To train citizens to first protect themselves and then deal as first responders and medical responders to natural and man-made disaster, the NDLS designed three courses:

1. Core Disaster Life Support (CDLS) is the equivalent of CPR; it is “for the people.” Designed for the layperson, this course teaches participants how to prepare for a natural or man-made disaster, how to know a disaster is coming, and how to survive the first 72 hours after the crisis, when you are likely to be awaiting rescue and are responsible for own and your family’s well-being.

2. Basic Disaster Life Support (BDLS) teaches rescue personnel and some health care providers specifics about treating injuries and other immediate medical consequences of disasters as well as many of the basic skills of the CDLS course, so they, too, can keep themselves and their families safe and avoid distraction as they set about helping others.

3. Advanced Disaster Life Support (ADLS) lasts two days and involves participants in live disaster drills in conjunction with local fire, rescue, and police departments. Tailored to the community’s needs, the programs may provide terrorism, hurricane, or tornado drills to train high-level, advanced providers who are called upon every time there’s a disaster. The scene is set as if the disaster has already happened, with actors and mannequins as victims. Participants earn
certification as qualified to run a disaster scene.

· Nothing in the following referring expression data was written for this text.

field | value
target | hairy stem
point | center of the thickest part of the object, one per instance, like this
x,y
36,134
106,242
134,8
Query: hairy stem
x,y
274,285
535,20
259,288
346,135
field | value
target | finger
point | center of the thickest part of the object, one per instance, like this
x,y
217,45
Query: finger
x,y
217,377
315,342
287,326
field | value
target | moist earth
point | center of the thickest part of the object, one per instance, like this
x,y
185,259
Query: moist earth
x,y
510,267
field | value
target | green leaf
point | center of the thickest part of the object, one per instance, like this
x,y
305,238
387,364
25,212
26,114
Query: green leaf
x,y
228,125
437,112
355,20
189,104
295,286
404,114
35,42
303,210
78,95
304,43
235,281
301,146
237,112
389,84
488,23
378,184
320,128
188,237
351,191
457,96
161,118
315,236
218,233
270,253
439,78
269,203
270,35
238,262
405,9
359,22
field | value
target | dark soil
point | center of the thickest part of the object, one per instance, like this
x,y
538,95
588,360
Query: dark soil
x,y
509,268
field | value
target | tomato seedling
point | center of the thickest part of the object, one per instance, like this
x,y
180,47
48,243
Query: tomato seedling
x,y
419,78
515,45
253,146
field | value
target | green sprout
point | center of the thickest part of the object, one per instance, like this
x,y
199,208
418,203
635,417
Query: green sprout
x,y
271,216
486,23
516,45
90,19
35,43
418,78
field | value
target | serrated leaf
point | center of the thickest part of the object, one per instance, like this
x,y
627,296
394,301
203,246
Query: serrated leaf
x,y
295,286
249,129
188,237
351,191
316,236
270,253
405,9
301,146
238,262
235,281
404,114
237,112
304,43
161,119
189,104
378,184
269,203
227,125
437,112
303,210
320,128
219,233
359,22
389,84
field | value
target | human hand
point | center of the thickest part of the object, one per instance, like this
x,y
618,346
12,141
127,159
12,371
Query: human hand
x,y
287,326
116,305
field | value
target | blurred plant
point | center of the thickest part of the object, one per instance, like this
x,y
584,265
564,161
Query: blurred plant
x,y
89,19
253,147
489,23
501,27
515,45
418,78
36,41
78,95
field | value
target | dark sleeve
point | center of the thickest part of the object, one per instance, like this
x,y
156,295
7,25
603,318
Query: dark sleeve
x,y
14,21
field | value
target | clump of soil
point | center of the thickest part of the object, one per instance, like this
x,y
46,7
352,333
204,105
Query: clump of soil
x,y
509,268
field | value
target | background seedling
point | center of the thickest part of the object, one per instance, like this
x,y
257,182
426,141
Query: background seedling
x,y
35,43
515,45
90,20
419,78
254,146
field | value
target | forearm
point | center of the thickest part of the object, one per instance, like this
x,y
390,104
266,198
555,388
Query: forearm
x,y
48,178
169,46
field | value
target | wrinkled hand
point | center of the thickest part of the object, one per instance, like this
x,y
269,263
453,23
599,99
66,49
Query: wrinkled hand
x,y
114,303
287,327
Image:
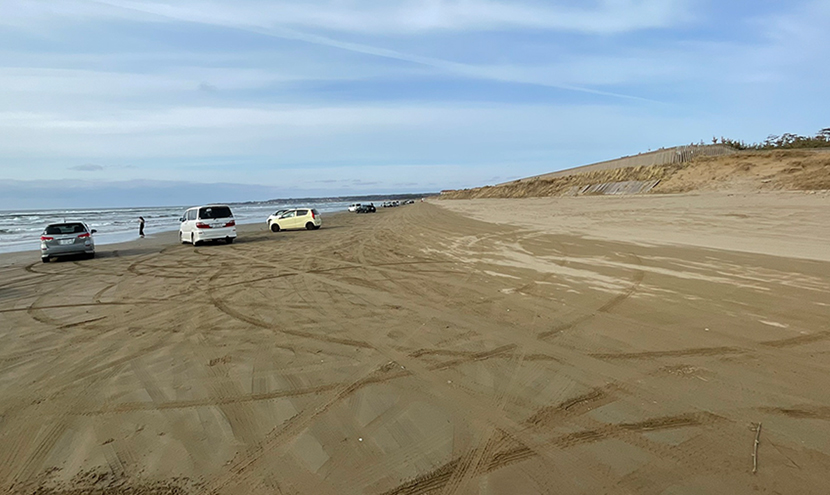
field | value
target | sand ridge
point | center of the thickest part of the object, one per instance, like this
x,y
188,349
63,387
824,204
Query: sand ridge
x,y
441,347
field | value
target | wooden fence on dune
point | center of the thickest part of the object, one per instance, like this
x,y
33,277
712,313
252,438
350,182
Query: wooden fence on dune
x,y
678,154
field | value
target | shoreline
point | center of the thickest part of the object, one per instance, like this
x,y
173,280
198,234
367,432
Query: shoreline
x,y
154,242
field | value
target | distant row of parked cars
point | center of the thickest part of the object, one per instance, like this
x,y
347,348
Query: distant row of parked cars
x,y
197,225
370,208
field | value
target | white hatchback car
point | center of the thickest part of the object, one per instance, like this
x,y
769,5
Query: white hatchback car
x,y
295,218
207,223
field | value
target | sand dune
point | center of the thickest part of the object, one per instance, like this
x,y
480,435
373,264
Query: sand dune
x,y
557,345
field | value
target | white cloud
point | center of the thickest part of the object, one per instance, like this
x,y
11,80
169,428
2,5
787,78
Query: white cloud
x,y
382,17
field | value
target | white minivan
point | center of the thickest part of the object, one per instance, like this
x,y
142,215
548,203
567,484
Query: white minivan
x,y
207,223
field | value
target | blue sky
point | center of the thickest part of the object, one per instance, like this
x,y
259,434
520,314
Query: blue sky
x,y
334,97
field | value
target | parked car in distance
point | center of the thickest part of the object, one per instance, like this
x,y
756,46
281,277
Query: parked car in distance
x,y
207,223
296,218
67,239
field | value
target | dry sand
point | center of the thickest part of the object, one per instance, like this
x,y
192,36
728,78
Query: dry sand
x,y
583,345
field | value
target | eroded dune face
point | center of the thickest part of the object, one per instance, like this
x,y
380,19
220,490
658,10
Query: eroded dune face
x,y
554,345
748,171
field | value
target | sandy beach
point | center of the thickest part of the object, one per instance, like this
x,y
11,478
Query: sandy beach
x,y
590,345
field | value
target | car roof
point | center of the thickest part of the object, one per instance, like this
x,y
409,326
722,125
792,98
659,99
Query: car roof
x,y
66,223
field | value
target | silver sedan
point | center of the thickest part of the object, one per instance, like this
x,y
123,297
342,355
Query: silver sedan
x,y
67,239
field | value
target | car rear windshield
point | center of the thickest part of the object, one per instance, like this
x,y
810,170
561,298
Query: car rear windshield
x,y
65,228
209,212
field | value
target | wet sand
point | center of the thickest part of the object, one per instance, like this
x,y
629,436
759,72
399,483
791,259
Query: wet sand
x,y
557,345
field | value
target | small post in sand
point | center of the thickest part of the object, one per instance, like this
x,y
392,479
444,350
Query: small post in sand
x,y
755,449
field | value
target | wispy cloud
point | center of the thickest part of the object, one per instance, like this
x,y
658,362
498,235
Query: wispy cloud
x,y
345,93
392,16
88,167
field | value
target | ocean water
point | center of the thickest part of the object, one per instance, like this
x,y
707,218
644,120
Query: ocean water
x,y
20,230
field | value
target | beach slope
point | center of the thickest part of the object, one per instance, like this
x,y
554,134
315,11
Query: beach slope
x,y
553,345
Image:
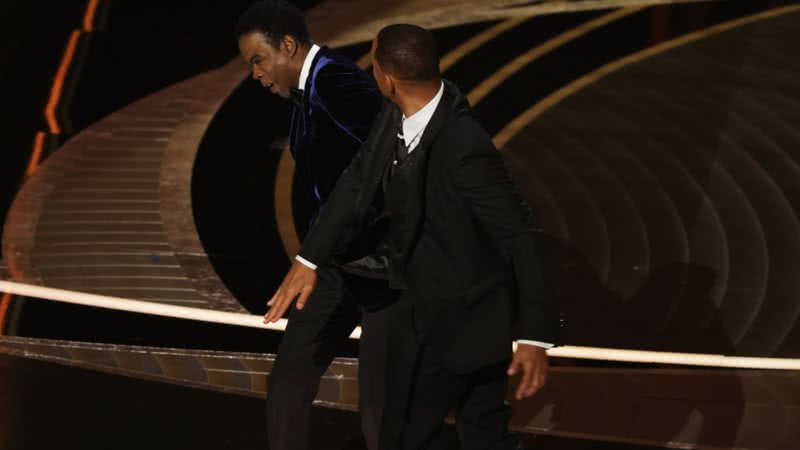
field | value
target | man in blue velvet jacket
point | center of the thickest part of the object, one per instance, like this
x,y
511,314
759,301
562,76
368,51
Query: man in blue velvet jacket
x,y
334,105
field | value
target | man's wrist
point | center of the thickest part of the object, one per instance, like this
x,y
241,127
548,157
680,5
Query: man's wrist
x,y
544,345
305,262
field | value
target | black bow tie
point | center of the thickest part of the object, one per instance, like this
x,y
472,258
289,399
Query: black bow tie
x,y
401,152
296,96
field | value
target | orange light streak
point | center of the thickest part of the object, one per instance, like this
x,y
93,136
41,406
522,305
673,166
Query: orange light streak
x,y
88,18
58,83
38,145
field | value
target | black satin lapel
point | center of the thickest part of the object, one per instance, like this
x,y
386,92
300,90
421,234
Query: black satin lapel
x,y
416,189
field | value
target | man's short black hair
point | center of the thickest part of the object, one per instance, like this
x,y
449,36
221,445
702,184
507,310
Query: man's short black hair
x,y
274,18
408,52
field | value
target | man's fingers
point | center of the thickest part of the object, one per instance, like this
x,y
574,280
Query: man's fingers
x,y
526,382
279,306
277,310
514,367
304,294
536,383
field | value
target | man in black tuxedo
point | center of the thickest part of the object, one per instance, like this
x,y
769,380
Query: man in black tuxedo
x,y
333,106
430,203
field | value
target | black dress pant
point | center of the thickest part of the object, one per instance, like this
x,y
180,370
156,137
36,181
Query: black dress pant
x,y
311,340
421,391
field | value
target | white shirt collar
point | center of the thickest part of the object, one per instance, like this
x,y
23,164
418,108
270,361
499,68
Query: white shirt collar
x,y
312,52
414,126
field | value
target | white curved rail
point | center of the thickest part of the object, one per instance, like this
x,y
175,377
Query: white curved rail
x,y
254,321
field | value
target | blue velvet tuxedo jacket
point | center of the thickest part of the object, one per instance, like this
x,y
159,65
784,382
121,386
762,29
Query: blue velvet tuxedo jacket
x,y
340,102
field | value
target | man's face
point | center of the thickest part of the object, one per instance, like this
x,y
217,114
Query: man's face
x,y
383,81
271,66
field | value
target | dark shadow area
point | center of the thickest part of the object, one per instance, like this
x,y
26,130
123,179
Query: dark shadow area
x,y
88,410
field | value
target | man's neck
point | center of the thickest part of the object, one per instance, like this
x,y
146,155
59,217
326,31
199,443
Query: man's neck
x,y
414,97
298,60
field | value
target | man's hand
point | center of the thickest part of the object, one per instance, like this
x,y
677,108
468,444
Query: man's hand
x,y
300,281
533,362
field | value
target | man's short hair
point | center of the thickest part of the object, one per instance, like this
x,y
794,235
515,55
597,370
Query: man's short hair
x,y
408,52
274,18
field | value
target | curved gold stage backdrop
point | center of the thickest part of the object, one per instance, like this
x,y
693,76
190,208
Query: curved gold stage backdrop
x,y
657,142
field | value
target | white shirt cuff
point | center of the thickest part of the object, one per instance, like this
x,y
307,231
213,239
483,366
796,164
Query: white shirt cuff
x,y
306,262
536,343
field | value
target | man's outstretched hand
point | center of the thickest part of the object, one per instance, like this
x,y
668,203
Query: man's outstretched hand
x,y
298,283
533,362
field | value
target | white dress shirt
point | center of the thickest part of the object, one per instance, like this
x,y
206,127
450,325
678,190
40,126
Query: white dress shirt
x,y
413,128
312,52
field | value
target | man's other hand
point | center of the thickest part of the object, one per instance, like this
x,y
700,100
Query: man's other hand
x,y
298,283
533,362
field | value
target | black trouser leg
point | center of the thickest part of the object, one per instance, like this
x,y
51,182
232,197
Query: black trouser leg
x,y
308,346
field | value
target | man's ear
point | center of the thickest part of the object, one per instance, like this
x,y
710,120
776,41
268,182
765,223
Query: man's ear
x,y
390,83
289,45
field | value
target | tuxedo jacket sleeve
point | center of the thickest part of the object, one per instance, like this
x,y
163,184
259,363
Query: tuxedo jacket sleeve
x,y
481,179
337,223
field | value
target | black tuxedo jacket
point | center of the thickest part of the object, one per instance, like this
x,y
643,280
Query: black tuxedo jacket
x,y
468,246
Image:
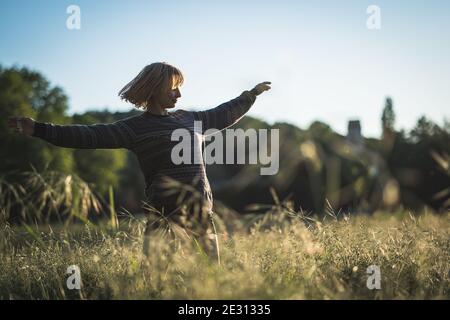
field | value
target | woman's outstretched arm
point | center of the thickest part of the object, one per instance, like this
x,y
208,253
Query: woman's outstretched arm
x,y
97,136
230,112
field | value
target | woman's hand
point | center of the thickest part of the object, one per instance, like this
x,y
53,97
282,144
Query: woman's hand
x,y
261,87
22,125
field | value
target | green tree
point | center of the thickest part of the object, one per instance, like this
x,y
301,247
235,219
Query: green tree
x,y
27,93
388,116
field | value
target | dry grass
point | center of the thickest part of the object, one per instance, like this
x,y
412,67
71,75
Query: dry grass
x,y
281,256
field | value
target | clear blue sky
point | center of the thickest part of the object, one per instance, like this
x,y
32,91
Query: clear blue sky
x,y
323,62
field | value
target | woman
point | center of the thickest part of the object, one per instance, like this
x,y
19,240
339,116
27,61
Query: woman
x,y
155,90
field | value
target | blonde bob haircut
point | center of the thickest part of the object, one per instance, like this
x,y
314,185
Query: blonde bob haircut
x,y
154,79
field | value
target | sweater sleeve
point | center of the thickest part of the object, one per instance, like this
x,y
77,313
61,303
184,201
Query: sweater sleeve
x,y
97,136
226,114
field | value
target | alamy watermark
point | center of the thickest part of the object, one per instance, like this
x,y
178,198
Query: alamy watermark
x,y
374,279
73,21
374,20
74,280
185,153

Specialized training in the “new CPR” for businesses Some large businesses have been doing CPR training in-house for years, so Business Disaster Life Support programs have been designed to offer a specialized core Disaster Life Support course for employees and managers as well as some specialized planning and contingency issues for the business itself, such as providing a model for
securing the facility in the event of an evacuation. BizDLS, as the program is known, helps organizations answer important questions such as “When should we stay open and when should we get the heck out of town?” With this training, organizations can better integrate into their communities during the disaster and during the immediate recovery period. Far-sighted businesses have responded well.

Four hour investment = Life-changing empowerment

Disaster Life Support training at all levels must become the standard in the U.S. and internationally, just as CPR did in the 1970s and 1980s. The public must be trained to care for themselves as much as possible, and every doctor, nurse, paramedic, respiratory therapist, and even veterinarian must learn basic Disaster Life Support. That way, they can first protect themselves and their families so they then feel safe, secure, and competent to aid the public in the event of a disaster. The ultimate goal is to avoid the chaos of unpreparedness that followed Hurricane Katrina in 2005 and increase the number of people who are rescued successfully and receive care.

DLS courses are not scary; they are four-hour classes that are fun and empowering, as you learn to take control in disaster situations. In fact, every course for the last three years has sold out, around the country and the world. The training gives you a chance, as CPR courses did, to walk out and say, “I not only know how to take care of myself, but I also know how to save lives.” But there’s a difference: With CPR you can only save one person. With CDLS, you can learn to save your family, your neighborhood, your business, or even your entire community.